I worked at a long string of dead-end jobs after college. I didn't have much choice, living in a rural, economically depressed region at a time when the entire country was mired in a recession. I spent way too many miserable years as the assistant to the director of a social service agency, a loathesome troll who began each morning drinking a reeking cup of valerian root tea, complaining about his sex life while studiously working a wadded-up Kleenex up his nose.
When finally I could take no more, I accepted the first alternative I was offered, a position as an administrative assistant at another nonprofit. It was an improvement in some ways - I liked my boss and the people I worked with were very nice, but the job itself was the most mind-numbingly boring experience imaginable. My official job duty was to cover the phones and answer people's questions about the agency's services. The problem was that very, very few people ever called to ask questions about our services. The few calls I did get I answered with desperate enthusiasm, regaling the hapless callers with long-winded details about our programs, the history of our corporation, directions to my favorite Mexican eatery - anything to keep them on the phone a little longer. The other seven and a half hours a day, I arranged and rearranged my pen and pencil drawer, deliberately messed up file folders so I could kill some time fixing them, and perused the only reading material available, the Arcata Yellow Pages. Really. This was before the days of ubiquitous internet access, which would have at least allowed me to stare at the computer looking busy. There simply was Nothing. To. Do.
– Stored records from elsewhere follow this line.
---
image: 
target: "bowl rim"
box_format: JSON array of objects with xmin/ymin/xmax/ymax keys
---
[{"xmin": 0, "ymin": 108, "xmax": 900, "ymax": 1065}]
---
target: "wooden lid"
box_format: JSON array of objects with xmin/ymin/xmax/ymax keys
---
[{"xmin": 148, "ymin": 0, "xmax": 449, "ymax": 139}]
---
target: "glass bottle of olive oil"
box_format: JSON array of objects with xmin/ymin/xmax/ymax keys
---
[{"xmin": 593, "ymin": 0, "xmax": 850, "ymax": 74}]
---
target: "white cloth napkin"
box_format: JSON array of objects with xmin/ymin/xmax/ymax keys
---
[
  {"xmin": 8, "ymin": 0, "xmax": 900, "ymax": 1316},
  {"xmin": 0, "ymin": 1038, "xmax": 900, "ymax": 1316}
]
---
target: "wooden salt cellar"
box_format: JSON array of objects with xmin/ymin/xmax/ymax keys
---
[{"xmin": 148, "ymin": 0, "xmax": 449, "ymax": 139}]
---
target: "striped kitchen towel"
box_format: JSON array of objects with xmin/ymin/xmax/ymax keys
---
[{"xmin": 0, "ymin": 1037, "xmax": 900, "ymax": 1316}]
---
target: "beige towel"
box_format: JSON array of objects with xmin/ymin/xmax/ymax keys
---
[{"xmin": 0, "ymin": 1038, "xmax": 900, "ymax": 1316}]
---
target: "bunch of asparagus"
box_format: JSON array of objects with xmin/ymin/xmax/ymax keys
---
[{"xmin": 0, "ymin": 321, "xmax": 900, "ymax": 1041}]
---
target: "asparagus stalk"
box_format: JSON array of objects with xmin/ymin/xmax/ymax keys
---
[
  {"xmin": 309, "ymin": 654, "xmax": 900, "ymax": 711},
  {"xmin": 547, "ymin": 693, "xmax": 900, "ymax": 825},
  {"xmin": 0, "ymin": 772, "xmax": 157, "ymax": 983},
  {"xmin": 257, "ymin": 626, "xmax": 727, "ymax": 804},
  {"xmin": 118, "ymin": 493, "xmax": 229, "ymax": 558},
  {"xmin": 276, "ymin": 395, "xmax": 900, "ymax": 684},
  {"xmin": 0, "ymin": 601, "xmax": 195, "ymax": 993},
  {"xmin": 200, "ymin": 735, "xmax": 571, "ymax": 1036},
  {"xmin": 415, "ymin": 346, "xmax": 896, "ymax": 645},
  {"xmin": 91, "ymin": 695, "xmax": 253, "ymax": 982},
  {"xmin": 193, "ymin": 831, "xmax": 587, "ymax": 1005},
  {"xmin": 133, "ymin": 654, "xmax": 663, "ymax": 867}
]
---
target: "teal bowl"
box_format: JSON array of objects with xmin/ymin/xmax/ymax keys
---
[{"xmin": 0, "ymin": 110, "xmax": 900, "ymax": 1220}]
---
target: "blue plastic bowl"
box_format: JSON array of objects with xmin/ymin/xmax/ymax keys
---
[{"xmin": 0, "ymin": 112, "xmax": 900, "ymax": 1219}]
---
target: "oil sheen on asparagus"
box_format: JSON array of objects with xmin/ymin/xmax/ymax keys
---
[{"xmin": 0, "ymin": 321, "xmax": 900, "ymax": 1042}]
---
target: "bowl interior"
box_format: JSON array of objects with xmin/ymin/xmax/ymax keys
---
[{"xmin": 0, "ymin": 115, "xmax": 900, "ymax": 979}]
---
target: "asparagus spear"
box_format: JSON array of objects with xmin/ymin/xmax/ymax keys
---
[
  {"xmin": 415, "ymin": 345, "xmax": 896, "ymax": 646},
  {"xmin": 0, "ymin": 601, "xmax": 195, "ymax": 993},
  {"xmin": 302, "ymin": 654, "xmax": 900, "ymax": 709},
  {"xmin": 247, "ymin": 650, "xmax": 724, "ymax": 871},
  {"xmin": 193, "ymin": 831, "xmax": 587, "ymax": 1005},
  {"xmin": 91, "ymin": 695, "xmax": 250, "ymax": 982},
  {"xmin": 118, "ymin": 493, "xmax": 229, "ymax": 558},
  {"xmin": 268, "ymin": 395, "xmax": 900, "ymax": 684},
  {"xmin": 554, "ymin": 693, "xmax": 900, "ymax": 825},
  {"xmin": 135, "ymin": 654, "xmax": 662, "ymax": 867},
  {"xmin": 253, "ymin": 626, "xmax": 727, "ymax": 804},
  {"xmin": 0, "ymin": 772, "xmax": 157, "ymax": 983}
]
The other problem was that I was at once riduculously overqualified for administrative work and yet utterly hopeless at it. I was a college graduate with solid industry experience, and it was frustrating to exist more or less anonymously among people who could have and should have been my professional peers and to have little meaningful interaction beyond handing them pink "While You Were Out" notices. I tried to tell myself the job was a great foot in the door, that I was making valuable contacts in my field, but the truth is that people there only saw me as a secretary, and when talk of promoting me came up, it was to a job as a senior secretary. I was in no way qualified for that role, which involved things like recording meeting minutes in shorthand (might as well have been in hieroglyphics) and processing payroll records using Lotus 1-2-3 (the one time I tried this, I messed up the program so badly a rep from IBM had to be called in to fix it). But with no other prospects looming, I dutifully followed the departing secretary around taking notes.
Then one night I was at a party at my friend Robin's drinking vodka martinis when I found myself in conversation with Tamara, who owned a successful vocational rehabilitation business in town. I was telling her about my job, in the slighly defensive tone I always employed, explaining that I was working as a secretary - but ONLY until I could find a better position doing the kind of work I went to school for, independent living skills training or job development. To my surprise, she perked up. "Hey, you know I am looking for a job developer right now. Call me on Monday, okay?"
With that chance encounter, everything changed. In just a few weeks I was proudly riding the elevator up to my new job on the top floor of a stately Victorian office building overlooking Arcata Plaza, such a lifetime away from the converted redwood processing plant on the edge of town that housed my former employer. Suddenly I was a different person. I was no longer Aimless who answered phones and made coffee, I was Aimless the "Job Placement Specialist" with embossed business cards and a busy schedule of appointments with clients. Freed from the role of meek junior secretary with no opinions, I spoke up with confidence at monthly industry breakfasts and canvassed the town establishing parterships with local business owners. Tamara and I quickly became close friends, taking ski trips together and meeting for drinks at the Plaza Grill after work. On slow afternoons we would sometimes close the office altogether and stroll along the town square, shopping for soap and bubble bath and sipping strong, amazing French Roast at our favorite cafe.
The only slight, niggling problem was that I could in no way afford that lifestyle, not on what I was making there. Tamara paid me well but I was working entirely on billable hours. Business was starting to slow and the insurance commissioner had recently put strict regulations on vocational rehab billing, an industry which used to be known as "milking the golden calf." When my W-2 arrived in March and I saw that I had earned less than $12,000 for the year, I had to reluctantly admit that my parents were right - it was time to move on, to look for jobs with stability and benefits and a future, jobs that probably would not be found in the isolated North Coast.
So move on we did - and every job I have held since then has offered with a decent salary and health benefits and vacation leave and bonuses and incentives and all the other goodies that Tamara couldn't provide. But she gave me something more lasting . . . a chance.